Plessis-lès-Tours, plan d’ensemble au temps de Louis XI avec l’aile ouest rétablie, plan extrait d’Alain Salamagne, « Le Plessis et les résidences royales en Touraine à l’avènement de Louis XI » dans Bulletin de la Société archéologique de Touraine, T. 60, 2014, p. 174. Crédits : A. Salamagne
Plessis-lès-Tours, plan du corps-de-logis Louis XI, plan extrait d’Alain Salamagne, « Le Plessis et les résidences royales en Touraine à l’avènement de Louis XI » dans Bulletin de la Société archéologique de Touraine, T. 60, 2014, p. 176. Crédits : A. Salamagne

Le Plessis est inscrit en totalité à l’Inventaire Supplémentaire des Monuments Historiques depuis 1927. Malgré cette mesure, son environnement s’est considérablement dégradé, y compris récemment.

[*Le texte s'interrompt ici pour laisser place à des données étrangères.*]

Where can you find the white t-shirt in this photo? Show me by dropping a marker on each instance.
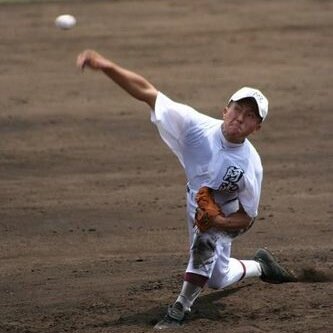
(233, 171)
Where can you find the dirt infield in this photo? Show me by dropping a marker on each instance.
(92, 208)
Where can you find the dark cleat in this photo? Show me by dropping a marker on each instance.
(272, 272)
(173, 318)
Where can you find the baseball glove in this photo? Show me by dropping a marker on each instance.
(207, 209)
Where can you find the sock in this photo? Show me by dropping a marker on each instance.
(188, 295)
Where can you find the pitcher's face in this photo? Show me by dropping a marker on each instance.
(240, 120)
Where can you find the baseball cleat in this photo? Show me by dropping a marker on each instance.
(173, 318)
(272, 272)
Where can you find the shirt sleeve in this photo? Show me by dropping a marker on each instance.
(172, 121)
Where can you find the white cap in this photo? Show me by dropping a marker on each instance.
(261, 100)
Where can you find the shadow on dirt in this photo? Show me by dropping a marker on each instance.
(311, 275)
(206, 307)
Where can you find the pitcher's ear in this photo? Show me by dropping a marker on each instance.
(224, 111)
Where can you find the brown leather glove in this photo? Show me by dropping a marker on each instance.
(207, 209)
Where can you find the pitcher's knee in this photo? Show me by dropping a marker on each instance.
(214, 284)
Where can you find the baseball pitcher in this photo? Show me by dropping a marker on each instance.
(224, 175)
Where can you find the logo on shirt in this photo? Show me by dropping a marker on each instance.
(231, 178)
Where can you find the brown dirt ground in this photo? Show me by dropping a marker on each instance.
(93, 237)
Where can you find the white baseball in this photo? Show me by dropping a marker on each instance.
(65, 21)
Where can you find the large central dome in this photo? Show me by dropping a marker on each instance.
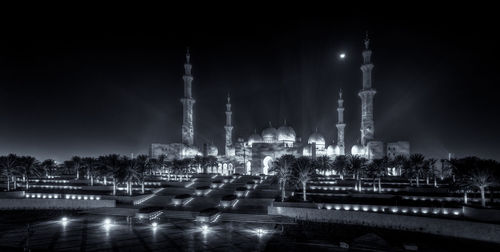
(270, 134)
(316, 138)
(286, 134)
(254, 138)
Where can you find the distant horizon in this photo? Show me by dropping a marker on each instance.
(91, 91)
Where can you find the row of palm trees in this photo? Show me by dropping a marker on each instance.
(466, 174)
(120, 169)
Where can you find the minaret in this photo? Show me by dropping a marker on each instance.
(228, 127)
(187, 104)
(340, 125)
(366, 94)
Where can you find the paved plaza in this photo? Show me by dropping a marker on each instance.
(175, 235)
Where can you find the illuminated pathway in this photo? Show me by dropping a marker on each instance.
(176, 235)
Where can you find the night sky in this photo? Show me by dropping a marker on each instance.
(114, 87)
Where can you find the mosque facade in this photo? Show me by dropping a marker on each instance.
(256, 154)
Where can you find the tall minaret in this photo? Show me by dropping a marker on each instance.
(228, 127)
(340, 125)
(187, 104)
(366, 94)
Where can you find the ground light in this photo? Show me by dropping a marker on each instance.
(107, 223)
(204, 228)
(260, 232)
(64, 221)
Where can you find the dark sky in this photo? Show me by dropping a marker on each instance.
(93, 88)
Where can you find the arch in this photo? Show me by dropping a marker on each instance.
(224, 169)
(267, 164)
(248, 168)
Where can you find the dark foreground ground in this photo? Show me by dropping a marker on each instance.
(82, 233)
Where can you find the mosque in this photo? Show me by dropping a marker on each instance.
(256, 154)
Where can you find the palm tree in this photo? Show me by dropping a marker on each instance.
(399, 163)
(90, 165)
(8, 165)
(324, 164)
(431, 168)
(77, 163)
(283, 169)
(112, 166)
(376, 169)
(198, 162)
(48, 166)
(143, 164)
(357, 166)
(417, 165)
(128, 172)
(211, 161)
(28, 167)
(304, 171)
(340, 165)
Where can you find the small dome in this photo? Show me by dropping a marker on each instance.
(254, 138)
(270, 134)
(330, 151)
(358, 150)
(212, 150)
(286, 133)
(316, 138)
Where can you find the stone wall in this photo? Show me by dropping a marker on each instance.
(446, 227)
(54, 204)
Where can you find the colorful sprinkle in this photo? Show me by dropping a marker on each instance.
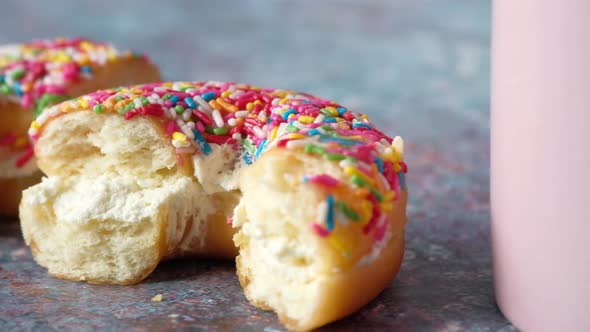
(254, 120)
(38, 74)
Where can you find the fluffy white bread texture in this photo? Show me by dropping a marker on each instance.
(285, 267)
(117, 201)
(16, 119)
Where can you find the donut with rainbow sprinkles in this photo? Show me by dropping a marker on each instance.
(307, 194)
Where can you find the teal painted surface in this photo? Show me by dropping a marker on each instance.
(418, 68)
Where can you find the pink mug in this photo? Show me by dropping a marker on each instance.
(540, 169)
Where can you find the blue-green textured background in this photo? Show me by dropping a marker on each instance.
(419, 68)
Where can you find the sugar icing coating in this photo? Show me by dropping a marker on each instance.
(198, 114)
(37, 75)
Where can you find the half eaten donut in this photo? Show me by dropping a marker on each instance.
(316, 194)
(44, 72)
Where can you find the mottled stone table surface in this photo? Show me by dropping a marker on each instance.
(419, 68)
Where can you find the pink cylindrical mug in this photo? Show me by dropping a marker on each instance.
(540, 169)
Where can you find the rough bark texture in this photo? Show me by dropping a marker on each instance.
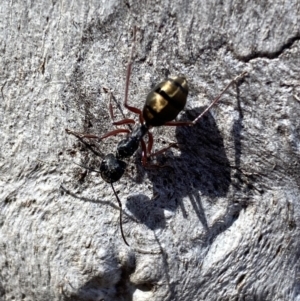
(221, 223)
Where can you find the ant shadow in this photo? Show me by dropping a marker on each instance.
(202, 168)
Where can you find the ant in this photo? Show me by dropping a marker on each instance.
(164, 102)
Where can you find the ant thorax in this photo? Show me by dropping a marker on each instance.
(128, 146)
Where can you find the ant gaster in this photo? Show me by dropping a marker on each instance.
(164, 102)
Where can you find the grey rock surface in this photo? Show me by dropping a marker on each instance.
(220, 223)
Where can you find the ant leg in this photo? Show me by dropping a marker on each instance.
(121, 211)
(161, 151)
(235, 80)
(144, 153)
(110, 107)
(124, 121)
(130, 108)
(191, 123)
(150, 143)
(91, 136)
(179, 123)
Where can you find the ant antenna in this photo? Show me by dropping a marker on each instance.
(121, 211)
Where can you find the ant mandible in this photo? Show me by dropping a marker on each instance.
(164, 102)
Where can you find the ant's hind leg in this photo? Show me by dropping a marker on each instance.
(91, 136)
(128, 74)
(234, 81)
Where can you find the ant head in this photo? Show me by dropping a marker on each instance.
(112, 169)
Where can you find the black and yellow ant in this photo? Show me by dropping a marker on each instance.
(164, 102)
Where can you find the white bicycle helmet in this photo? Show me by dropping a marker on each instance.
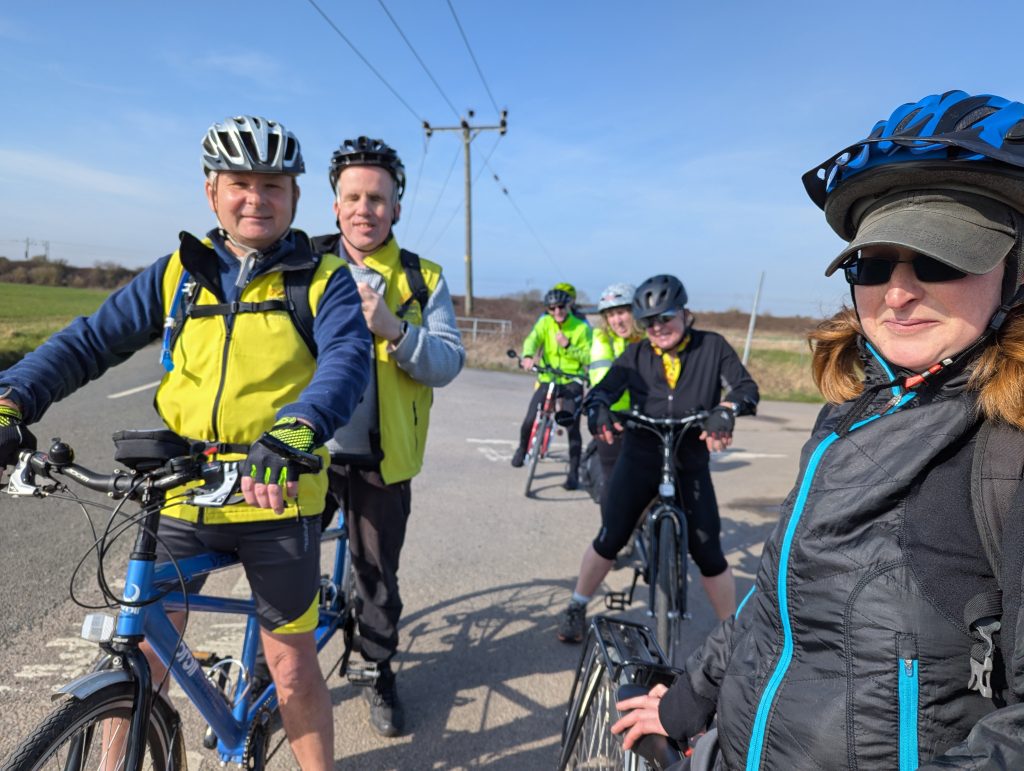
(251, 143)
(616, 296)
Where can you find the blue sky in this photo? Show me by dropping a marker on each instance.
(643, 137)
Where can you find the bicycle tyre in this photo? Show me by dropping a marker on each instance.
(535, 446)
(667, 587)
(587, 738)
(74, 727)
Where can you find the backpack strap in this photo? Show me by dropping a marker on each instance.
(414, 275)
(996, 470)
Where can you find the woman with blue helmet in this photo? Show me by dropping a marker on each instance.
(888, 600)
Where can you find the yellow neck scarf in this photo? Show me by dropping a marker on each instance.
(671, 360)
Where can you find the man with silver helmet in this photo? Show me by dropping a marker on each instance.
(417, 347)
(241, 377)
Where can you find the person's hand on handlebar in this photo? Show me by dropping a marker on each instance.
(642, 717)
(267, 469)
(14, 436)
(601, 424)
(718, 428)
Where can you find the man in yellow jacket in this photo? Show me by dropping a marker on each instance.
(417, 348)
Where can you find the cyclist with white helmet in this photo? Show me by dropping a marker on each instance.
(561, 341)
(616, 331)
(885, 629)
(417, 348)
(676, 370)
(242, 377)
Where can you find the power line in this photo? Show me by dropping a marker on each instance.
(418, 58)
(475, 63)
(365, 59)
(437, 200)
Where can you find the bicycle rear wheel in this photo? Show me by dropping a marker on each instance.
(541, 429)
(587, 738)
(73, 737)
(668, 586)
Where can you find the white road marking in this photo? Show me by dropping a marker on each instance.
(130, 391)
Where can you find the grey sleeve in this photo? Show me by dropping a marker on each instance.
(433, 354)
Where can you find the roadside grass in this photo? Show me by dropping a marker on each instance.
(30, 313)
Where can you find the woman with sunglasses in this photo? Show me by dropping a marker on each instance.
(869, 639)
(676, 370)
(562, 342)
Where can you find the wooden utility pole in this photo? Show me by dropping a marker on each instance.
(468, 134)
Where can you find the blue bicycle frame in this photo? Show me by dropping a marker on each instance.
(146, 580)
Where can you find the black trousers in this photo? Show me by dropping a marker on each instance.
(571, 395)
(376, 514)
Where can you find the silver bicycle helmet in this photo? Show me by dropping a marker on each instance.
(251, 143)
(616, 296)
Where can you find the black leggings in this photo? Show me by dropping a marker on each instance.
(570, 393)
(634, 482)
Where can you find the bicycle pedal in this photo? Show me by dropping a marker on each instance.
(364, 676)
(617, 600)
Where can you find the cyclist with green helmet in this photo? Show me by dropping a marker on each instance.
(886, 625)
(616, 331)
(560, 341)
(240, 376)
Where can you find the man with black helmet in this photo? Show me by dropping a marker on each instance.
(417, 348)
(675, 371)
(562, 342)
(230, 355)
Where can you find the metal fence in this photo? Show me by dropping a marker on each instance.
(472, 327)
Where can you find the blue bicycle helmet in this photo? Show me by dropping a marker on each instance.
(949, 139)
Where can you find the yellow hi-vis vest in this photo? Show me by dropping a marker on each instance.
(228, 388)
(402, 403)
(607, 346)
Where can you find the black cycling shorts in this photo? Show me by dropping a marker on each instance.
(281, 559)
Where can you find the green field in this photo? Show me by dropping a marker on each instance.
(30, 313)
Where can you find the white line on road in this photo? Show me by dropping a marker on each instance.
(130, 391)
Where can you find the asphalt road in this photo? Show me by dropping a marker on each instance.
(485, 572)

Acquéreur en 1932, la municipalité de Tours y crée un musée historique, réservant une large part à l’industrie de la soie en Touraine. Depuis 1998, c’est une troupe de théâtre, la compagnie Cano Lopez, qui a investi les lieux.

Colonne torsadée du XVe siècle exposée au musée de Plessis-lès-Tours, André Arsicaud, Robert Arsicaud, 1954, Archives départementales d’Indre-et-Loire, collections de Touraine, 5Fi003571 (voir les colonnes en place sur la seconde illustration ci-dessus).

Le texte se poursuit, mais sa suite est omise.